Common Mistakes to Avoid

  • Not warming up the tortillas before rolling them, which can cause them to tear and become difficult to work with.
  • Overfilling the tortillas with sauce and cheese, which can make them difficult to roll and can lead to a messy dish.
  • Not using a high-quality tomato sauce, which can result in a bland and unflavorful dish.
  • Not cooking the sauce long enough, which can result in a thin and watery sauce.
  • Not letting the enchiladas rest for a few minutes before serving, which can cause the cheese to be runny and the tortillas to be soggy.
  • Not using the right type of cheese, which can result in a dish that is too mild or too strong.

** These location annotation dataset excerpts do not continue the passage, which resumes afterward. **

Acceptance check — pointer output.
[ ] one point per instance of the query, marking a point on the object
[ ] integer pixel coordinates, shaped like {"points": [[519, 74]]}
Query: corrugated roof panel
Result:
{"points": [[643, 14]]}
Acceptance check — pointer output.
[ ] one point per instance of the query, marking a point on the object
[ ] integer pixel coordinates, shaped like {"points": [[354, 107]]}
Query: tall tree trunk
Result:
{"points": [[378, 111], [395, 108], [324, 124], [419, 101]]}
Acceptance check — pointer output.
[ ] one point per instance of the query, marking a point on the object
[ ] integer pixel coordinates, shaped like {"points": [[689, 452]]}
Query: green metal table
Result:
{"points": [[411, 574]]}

Variations and Substitutions

  • Adding some diced chicken or beef to the sauce before assembling the enchiladas, which can make the dish more substantial and filling.
  • Using different types of cheese, such as Queso Fresco or Oaxaca cheese, which can add a unique flavor and texture to the dish.
  • Adding some chopped fresh herbs, such as cilantro or parsley, to the sauce before assembling the enchiladas, which can add a bright and fresh flavor to the dish.
  • Using different types of tortillas, such as whole wheat or corn tortillas, which can add a nutty flavor and a denser texture to the dish.
  • Adding some diced onions or bell peppers to the sauce before assembling the enchiladas, which can add a sweet and crunchy texture to the dish.
  • Using a spicy tomato sauce, which can add a bold and spicy flavor to the dish.
  • Adding some sour cream or Greek yogurt to the sauce before assembling the enchiladas, which can add a tangy and creamy texture to the dish.

What to Serve With Cheese Enchiladas

Cheese enchiladas are a delicious and satisfying dish that can be served at any time of day. They're perfect for a weeknight dinner, and can also be made ahead of time and refrigerated or frozen for later use.

To serve, simply reheat the enchiladas in the oven or microwave, and top with your favorite toppings, such as sour cream, salsa, and avocado. You can also serve the enchiladas with a side of Mexican rice, beans, or a salad for a more filling meal.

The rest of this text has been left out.